Study reveals the final deadline for action on climate change
A new study published by the European Geosciences Union is warning that if governments do not take decisive action to mitigate climate change by 2035, we are likely to reach a point where it will be impossible to limit global warming to 2°C by the end of this century.
The research team, including scientists from the UK and the Netherlands, also found that the opportunity to limit warming to 1.5°C has already ended – unless radical action is taken.
Study co-author Henk Dijkstra is a professor of Dynamical Oceanography at Utrecht University in the Netherlands.
“In our study we show that there are strict deadlines for taking climate action,” said Professor Dijkstra. “We conclude that very little time is left before the Paris targets (to limit global warming to 1.5°C or 2°C) become infeasible even given drastic emission reduction strategies.”
The researchers set out to find the “point of no return,” or the deadline for climate action, which they consider to be the latest possible year the world could begin significantly cutting greenhouse-gas emissions before dangerous climate change becomes inevitable.
Matthias Aengenheyster is a doctoral researcher at the University of Oxford and the study’s lead author.
“The ‘point of no return’ concept has the advantage of containing time information, which we consider very useful to inform the debate on the urgency of taking climate action,” said Aengenheyster.
Based on data from climate models, the team determined that the deadline for starting climate action depends on how fast emissions are reduced by the use of more renewable energy.
If renewable energy could be increased by two percent every year, this must begin by the year 2035. If emissions were reduced at a faster rate by increasing the share of renewable energy by five percent each year, the deadline could be pushed forward ten years to 2045.
The researchers emphasize, however, that even the more modest climate-action scenario is quite ambitious.
“The share of renewable energy refers to the share of all energy consumed.
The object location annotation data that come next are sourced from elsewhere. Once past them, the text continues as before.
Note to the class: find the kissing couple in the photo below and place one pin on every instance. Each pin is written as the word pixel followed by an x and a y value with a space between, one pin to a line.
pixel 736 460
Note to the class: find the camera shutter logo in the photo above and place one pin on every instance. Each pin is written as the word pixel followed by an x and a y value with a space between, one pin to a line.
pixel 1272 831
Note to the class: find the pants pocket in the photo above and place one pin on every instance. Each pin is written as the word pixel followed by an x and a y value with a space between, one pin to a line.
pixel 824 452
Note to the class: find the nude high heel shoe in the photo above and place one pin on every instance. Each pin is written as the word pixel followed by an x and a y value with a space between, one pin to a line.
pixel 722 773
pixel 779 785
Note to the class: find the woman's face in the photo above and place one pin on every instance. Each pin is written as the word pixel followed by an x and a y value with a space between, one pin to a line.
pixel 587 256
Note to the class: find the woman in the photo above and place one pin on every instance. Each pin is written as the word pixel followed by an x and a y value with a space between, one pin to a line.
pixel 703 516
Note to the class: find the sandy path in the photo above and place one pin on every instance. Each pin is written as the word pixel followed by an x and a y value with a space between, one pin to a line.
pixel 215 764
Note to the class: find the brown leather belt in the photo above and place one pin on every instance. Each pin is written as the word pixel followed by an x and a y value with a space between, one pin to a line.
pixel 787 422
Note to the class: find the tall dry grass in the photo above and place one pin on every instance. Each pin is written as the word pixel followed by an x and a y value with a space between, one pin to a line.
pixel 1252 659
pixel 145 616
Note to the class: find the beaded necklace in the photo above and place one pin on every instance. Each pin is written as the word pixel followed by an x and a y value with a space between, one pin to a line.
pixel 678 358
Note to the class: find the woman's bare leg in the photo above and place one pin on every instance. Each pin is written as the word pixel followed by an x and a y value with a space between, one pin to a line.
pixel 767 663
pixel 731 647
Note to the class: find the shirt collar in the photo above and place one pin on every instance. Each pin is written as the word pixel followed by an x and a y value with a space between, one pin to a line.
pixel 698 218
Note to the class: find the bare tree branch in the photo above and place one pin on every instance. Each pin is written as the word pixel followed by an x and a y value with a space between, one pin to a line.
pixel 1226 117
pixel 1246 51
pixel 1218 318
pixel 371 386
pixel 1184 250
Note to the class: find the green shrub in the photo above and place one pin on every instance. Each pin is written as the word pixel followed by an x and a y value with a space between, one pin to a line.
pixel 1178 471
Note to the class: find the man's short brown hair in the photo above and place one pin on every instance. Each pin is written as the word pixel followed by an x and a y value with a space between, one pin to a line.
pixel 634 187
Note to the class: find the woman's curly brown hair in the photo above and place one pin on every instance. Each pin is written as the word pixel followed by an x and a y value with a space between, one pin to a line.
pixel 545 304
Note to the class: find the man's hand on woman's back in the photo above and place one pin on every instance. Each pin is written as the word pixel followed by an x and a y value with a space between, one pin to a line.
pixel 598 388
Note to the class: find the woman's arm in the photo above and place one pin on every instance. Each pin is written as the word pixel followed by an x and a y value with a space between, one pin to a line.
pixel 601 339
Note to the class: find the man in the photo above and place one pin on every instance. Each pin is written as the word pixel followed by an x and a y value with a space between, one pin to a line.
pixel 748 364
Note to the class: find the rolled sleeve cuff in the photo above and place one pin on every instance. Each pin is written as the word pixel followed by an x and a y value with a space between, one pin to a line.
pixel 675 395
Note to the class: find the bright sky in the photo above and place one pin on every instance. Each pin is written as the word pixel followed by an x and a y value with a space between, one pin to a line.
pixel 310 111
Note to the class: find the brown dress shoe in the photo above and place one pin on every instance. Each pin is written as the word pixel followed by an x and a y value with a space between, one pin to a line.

This has risen over the course of over two decades from almost nothing in the late nineties to 3.6% in 2017 according to the BP Statistical Review, so the (yearly) increases in the share of renewables have been very small,” explained study co-author Rick van der Ploeg.
“Considering the slow speed of large-scale political and economic transformations, decisive action is still warranted as the modest-action scenario is a large change compared to current emission rates.”
Professor Dijkstra concluded, “We hope that ‘having a deadline’ may stimulate the sense of urgency to act for politicians and policy makers. Very little time is left to achieve the Paris targets.”
The study is published in the journal Earth System Dynamics.